We’re so used to hearing Leo Dalton’s calm, authoritative and very British voice in Silent Witness that it came as a bit of a shock to hear actor William Gaminara talking with a very impressive Canadian accent in Terence Rattigan’s comedy Less Than Kind, which opened at Aylesbury’s Waterside Theatre last night.
Actually it was quite seductive. No wonder Sue Holderness was so keen to star alongside him in this strange, but rather endearing, war-time romance.
Rattigan made his name with great plays like The Browning Version and Winslow Boy but, for a variety of reasons, Less Than Kind, gathered dust for nearly 70 years before being finally performed for the first time just four years ago.
It’s a bit of a curate’s egg, trying, at times, a little too hard to be funny while being overly earnest in espousing Terry’s own political views on social inequality and the British class system.
The central theme, which was a pretty racy one for 1944, concerned an outwardly mismatched couple living “in sin” only to be shamed and outed by the woman’s priggish teenage son.
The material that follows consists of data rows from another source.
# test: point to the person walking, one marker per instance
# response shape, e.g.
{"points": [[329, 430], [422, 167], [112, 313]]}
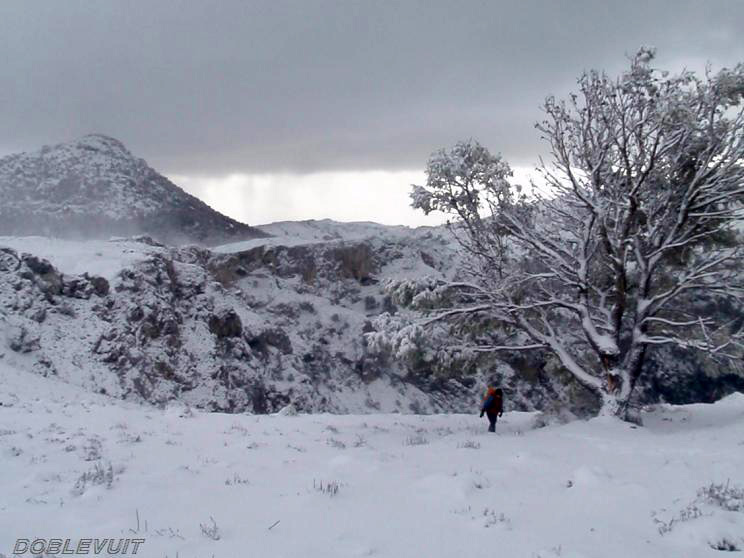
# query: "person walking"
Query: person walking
{"points": [[493, 405]]}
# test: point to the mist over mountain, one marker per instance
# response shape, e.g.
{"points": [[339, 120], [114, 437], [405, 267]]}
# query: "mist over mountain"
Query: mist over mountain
{"points": [[95, 188]]}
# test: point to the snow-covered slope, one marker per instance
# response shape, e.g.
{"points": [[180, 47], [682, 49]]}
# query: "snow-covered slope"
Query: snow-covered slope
{"points": [[251, 326], [83, 466], [95, 187], [237, 330]]}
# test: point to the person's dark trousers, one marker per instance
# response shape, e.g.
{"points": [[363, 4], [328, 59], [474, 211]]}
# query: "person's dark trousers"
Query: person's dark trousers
{"points": [[492, 417]]}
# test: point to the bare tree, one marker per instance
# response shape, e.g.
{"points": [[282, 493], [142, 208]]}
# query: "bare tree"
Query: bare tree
{"points": [[630, 231]]}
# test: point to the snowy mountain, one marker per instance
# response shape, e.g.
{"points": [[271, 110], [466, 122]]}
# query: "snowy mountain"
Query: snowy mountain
{"points": [[258, 324], [94, 187], [80, 465]]}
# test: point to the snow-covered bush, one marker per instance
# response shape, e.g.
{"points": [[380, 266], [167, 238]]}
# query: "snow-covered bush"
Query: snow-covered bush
{"points": [[98, 476], [211, 531]]}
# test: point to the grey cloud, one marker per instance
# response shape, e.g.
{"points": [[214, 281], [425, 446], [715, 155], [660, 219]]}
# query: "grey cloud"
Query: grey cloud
{"points": [[214, 87]]}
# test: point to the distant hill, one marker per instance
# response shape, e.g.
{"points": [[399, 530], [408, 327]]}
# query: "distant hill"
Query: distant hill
{"points": [[94, 187]]}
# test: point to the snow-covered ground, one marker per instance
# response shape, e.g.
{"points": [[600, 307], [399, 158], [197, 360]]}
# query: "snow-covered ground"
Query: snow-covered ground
{"points": [[79, 465], [105, 258]]}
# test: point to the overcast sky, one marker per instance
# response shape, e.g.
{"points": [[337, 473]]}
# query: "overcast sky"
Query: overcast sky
{"points": [[312, 109]]}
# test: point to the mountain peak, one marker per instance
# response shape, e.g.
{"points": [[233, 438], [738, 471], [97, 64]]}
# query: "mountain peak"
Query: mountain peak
{"points": [[103, 144], [94, 187]]}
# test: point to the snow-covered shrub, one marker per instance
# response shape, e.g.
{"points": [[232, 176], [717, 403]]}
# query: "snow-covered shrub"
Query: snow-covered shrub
{"points": [[724, 496], [416, 440], [329, 488], [334, 443], [98, 476]]}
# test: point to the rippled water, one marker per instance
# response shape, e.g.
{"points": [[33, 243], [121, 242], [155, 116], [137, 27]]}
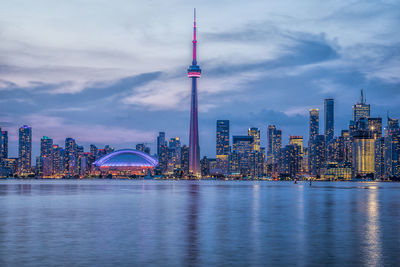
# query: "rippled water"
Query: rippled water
{"points": [[205, 223]]}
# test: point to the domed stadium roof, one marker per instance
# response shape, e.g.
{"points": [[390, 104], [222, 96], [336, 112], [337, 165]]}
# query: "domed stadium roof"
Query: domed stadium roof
{"points": [[126, 158]]}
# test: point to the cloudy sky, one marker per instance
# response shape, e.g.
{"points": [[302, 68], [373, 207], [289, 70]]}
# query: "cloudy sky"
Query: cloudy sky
{"points": [[114, 72]]}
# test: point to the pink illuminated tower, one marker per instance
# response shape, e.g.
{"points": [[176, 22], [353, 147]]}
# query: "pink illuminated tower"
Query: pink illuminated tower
{"points": [[194, 73]]}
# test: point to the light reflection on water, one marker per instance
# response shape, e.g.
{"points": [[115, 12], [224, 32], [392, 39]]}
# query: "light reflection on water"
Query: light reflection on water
{"points": [[198, 223]]}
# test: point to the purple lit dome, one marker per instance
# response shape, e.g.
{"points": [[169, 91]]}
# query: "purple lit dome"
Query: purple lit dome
{"points": [[126, 158]]}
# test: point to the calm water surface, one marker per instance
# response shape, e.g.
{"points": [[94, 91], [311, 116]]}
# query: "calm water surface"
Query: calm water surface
{"points": [[198, 223]]}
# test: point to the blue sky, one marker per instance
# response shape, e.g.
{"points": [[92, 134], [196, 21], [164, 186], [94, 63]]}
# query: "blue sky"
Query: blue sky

The war’s nearly over and bubbly dentist’s widow Olivia Brown has struck up a new relationship with Canadian businessman and government minister Sir John Fletcher (improbable as this is likely to be).
Unable to divorce the pair move in together -did they do that sort of thing in those days? - and Olivia goes from a dingy Baron’s Court flat to rather swish Swiss Cottage.
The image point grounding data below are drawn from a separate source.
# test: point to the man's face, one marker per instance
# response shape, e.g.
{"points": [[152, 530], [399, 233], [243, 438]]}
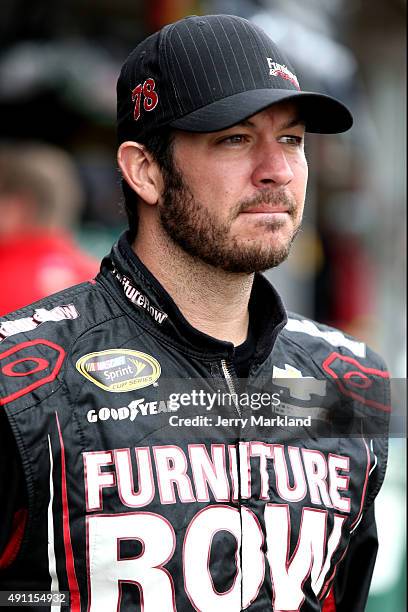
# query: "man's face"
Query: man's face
{"points": [[235, 198]]}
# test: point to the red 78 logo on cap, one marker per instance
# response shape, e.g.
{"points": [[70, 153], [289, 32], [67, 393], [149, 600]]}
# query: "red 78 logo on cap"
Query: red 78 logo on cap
{"points": [[149, 95]]}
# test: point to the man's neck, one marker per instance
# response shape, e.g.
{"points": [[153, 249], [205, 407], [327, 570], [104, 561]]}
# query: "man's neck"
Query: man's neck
{"points": [[212, 300]]}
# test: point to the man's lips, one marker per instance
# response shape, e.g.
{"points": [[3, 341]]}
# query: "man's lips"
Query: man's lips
{"points": [[265, 210]]}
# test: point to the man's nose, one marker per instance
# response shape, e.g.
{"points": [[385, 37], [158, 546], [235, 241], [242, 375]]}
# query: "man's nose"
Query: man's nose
{"points": [[271, 166]]}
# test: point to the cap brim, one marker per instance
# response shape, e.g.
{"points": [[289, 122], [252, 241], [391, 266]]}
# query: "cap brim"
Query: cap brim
{"points": [[321, 114]]}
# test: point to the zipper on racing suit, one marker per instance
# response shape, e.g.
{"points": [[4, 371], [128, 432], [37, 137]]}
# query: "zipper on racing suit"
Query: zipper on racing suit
{"points": [[230, 383]]}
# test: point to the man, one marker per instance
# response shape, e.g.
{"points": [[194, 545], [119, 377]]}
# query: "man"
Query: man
{"points": [[138, 498]]}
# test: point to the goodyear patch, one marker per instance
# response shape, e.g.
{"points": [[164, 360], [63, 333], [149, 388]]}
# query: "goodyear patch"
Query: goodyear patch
{"points": [[119, 370]]}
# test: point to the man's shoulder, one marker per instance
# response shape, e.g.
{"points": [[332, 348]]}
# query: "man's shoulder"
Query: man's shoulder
{"points": [[327, 344], [37, 340]]}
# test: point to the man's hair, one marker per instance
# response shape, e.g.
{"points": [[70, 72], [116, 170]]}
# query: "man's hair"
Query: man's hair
{"points": [[160, 146]]}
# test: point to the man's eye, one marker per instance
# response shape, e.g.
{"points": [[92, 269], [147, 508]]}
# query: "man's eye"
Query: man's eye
{"points": [[234, 139], [291, 139]]}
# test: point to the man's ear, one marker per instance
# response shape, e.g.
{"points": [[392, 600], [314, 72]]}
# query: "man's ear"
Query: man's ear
{"points": [[140, 171]]}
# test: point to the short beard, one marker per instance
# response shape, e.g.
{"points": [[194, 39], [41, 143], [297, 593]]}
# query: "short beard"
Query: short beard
{"points": [[189, 225]]}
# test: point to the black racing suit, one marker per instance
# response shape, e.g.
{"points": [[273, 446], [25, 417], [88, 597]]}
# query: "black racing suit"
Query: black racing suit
{"points": [[151, 483]]}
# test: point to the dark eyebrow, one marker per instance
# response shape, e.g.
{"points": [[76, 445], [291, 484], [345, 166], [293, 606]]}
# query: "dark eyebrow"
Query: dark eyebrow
{"points": [[288, 124], [292, 123]]}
Well, I’m not the only one shocked. Young left-wing idealist Michael Brown returns from abroad and is appalled at his mother’s behaviour. He sets about throwing his toys out of the pram in a bid to tear the two mature lovers apart. “She can’t be in love with him! She’s over 40!” He rages.
Actually poor Charlie Hamblett has to play Michael at full throttle as the desperate boy boils and raves through every scene. His behaviour becomes so unhinged that Sir John likens it to the plot of Hamlet - then worries about the likely bloody outcome.
I’d be Less Than Kind if I said that I didn’t enjoy the show. It’s not laugh out loud funny, nor is it Rattigan at his finest, but the two leads make it a delight to watch. It’s so refreshing to see a romance written for, and played by, older characters (Sue was looking corking from where I was sitting in the stalls).
The couple’s easy-going, and very believable, relationship, beautifully played, holds the story together while it is left to Michael to whip up a political maelstrom around them.
Who’d have thought that dry old Leo, used to plunging his hands into bloody body cavities, could actually be a bit of a wag? William Gaminara’s Sir John has a wonderful dry wit that was effortlessly utilised during a tricky, typical first-night moment, when a stage prop decided not to obey its cue.
But I’m really not sure about his costumes. He looks more like a waiter than a Titan of Industry.